Immediato il ricorso proposto al Tribunale dal dipendente licenziato che, dopo un primo diniego, non ha desistito e, affidandosi agli avvocati Danilo Colabraro e Giuseppe Pitaro, ha continuato la sua battaglia legale a colpi di carta bollata, riuscendo finalmente a ottenere la sua vittoria in secondo grado. I giudici della Corte d'Appello di Catanzaro, presieduta da Gabriella Portale (a latere: Barbara Fatale e Antonio Cestone), hanno riformato la prima sentenza, condannando il Comune non solo a reintegrare il dipendente nel posto di lavoro, ma anche a pagargli un'indennità risarcitoria, commisurata all'ultima retribuzione di riferimento per il calcolo del trattamento di fine rapporto corrispondente al periodo dal giorno del licenziamento a quello dell'effettiva reintegrazione, facendo fronte anche alle spese del giudizio sia d primo che di secondo grado.
Inutile, dunque, il tentativo dell'Amministrazione comunale di Catanzaro di difendersi per mezzo dell'avvocato Anna Maria Paladino.

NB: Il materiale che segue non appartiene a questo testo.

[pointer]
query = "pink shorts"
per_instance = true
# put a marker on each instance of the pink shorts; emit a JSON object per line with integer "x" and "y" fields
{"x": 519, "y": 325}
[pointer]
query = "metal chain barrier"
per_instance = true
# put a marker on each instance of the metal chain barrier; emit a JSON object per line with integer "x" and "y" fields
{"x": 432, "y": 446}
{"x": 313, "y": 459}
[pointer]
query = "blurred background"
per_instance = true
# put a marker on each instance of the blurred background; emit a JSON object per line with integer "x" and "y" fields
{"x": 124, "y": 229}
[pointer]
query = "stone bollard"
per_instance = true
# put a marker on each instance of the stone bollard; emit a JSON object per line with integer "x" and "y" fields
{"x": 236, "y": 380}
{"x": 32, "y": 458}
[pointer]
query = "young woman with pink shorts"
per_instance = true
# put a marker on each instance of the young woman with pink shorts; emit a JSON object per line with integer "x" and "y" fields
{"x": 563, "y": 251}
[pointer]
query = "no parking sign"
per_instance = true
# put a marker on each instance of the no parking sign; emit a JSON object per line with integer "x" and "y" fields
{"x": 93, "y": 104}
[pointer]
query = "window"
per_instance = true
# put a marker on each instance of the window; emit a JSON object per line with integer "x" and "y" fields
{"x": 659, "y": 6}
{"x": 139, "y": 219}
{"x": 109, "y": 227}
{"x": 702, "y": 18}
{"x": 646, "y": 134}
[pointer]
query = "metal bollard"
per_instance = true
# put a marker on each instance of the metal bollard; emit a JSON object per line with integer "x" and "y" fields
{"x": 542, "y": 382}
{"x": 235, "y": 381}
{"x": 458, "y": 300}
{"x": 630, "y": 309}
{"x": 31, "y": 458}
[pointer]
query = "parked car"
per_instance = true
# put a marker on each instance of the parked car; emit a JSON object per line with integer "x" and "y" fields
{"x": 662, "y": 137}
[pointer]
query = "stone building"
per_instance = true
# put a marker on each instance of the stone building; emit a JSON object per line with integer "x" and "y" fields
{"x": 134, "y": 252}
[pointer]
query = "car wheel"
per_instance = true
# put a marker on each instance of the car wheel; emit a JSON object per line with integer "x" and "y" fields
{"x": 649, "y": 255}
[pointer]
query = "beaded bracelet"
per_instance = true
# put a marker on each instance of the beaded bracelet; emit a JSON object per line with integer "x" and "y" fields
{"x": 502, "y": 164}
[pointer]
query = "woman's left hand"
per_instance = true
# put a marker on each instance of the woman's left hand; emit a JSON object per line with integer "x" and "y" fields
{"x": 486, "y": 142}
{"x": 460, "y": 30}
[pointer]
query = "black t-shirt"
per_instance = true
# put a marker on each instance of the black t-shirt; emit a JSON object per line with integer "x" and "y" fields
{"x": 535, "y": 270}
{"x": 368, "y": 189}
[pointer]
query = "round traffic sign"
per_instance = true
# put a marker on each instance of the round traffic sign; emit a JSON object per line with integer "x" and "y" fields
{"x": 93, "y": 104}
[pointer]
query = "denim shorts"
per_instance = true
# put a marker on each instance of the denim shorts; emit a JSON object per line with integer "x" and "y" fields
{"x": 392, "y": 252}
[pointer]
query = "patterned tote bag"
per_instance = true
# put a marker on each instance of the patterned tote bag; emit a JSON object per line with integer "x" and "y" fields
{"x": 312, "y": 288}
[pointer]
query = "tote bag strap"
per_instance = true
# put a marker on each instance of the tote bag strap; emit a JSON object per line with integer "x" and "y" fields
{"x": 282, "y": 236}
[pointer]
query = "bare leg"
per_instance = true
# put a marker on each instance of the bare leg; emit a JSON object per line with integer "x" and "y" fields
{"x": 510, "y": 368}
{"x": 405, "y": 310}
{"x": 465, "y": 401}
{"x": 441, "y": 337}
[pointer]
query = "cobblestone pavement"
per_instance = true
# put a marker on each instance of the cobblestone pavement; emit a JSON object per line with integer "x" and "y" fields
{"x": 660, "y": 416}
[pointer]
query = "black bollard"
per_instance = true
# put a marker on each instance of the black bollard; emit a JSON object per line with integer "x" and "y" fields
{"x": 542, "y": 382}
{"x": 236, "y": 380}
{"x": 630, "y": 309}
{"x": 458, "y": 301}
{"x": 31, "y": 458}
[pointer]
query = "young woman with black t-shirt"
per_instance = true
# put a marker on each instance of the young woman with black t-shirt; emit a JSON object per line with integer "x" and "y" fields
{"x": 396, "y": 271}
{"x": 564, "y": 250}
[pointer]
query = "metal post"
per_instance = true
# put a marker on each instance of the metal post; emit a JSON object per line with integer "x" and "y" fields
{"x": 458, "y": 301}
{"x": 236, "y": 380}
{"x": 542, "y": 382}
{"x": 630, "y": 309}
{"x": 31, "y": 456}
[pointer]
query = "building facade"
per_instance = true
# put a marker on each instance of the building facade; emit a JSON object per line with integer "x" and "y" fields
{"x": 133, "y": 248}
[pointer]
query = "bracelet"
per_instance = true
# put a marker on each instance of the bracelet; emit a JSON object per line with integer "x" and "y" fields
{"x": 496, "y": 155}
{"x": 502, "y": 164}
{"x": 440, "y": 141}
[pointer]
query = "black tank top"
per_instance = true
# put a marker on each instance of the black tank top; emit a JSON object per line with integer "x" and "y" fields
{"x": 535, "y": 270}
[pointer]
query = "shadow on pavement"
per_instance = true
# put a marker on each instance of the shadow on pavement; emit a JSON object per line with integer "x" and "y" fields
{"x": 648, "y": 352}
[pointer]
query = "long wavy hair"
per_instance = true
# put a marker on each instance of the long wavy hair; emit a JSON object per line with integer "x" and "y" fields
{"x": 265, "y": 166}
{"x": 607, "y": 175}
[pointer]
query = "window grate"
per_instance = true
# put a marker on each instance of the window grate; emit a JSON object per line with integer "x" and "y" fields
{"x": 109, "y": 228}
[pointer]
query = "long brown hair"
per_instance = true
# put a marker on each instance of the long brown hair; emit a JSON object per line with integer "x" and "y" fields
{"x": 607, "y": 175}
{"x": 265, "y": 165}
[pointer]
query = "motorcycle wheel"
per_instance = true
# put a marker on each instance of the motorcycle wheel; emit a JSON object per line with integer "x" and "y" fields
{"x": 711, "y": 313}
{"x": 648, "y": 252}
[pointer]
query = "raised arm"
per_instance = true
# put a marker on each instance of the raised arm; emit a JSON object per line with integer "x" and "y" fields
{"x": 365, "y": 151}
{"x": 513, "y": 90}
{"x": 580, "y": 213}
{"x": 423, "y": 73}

Il ricorrente tornerà al lavoro in quegli uffici nei quali, peraltro, non avrebbe potuto accedere nel periodo "incriminato" essendo gli stessi sprovvisti di strumenti di verifica del green pass, per cui avrebbe violato la norma se davvero fosse entrato a cercare la collega addetta al controllo così come gli era stato comunicato dalla dirigenza.
Questa una delle tante ragioni contenute nel ricorso proposto dagli avvocati Colabraro e Pitaro e accolto dai giudici della Corte d'Appello.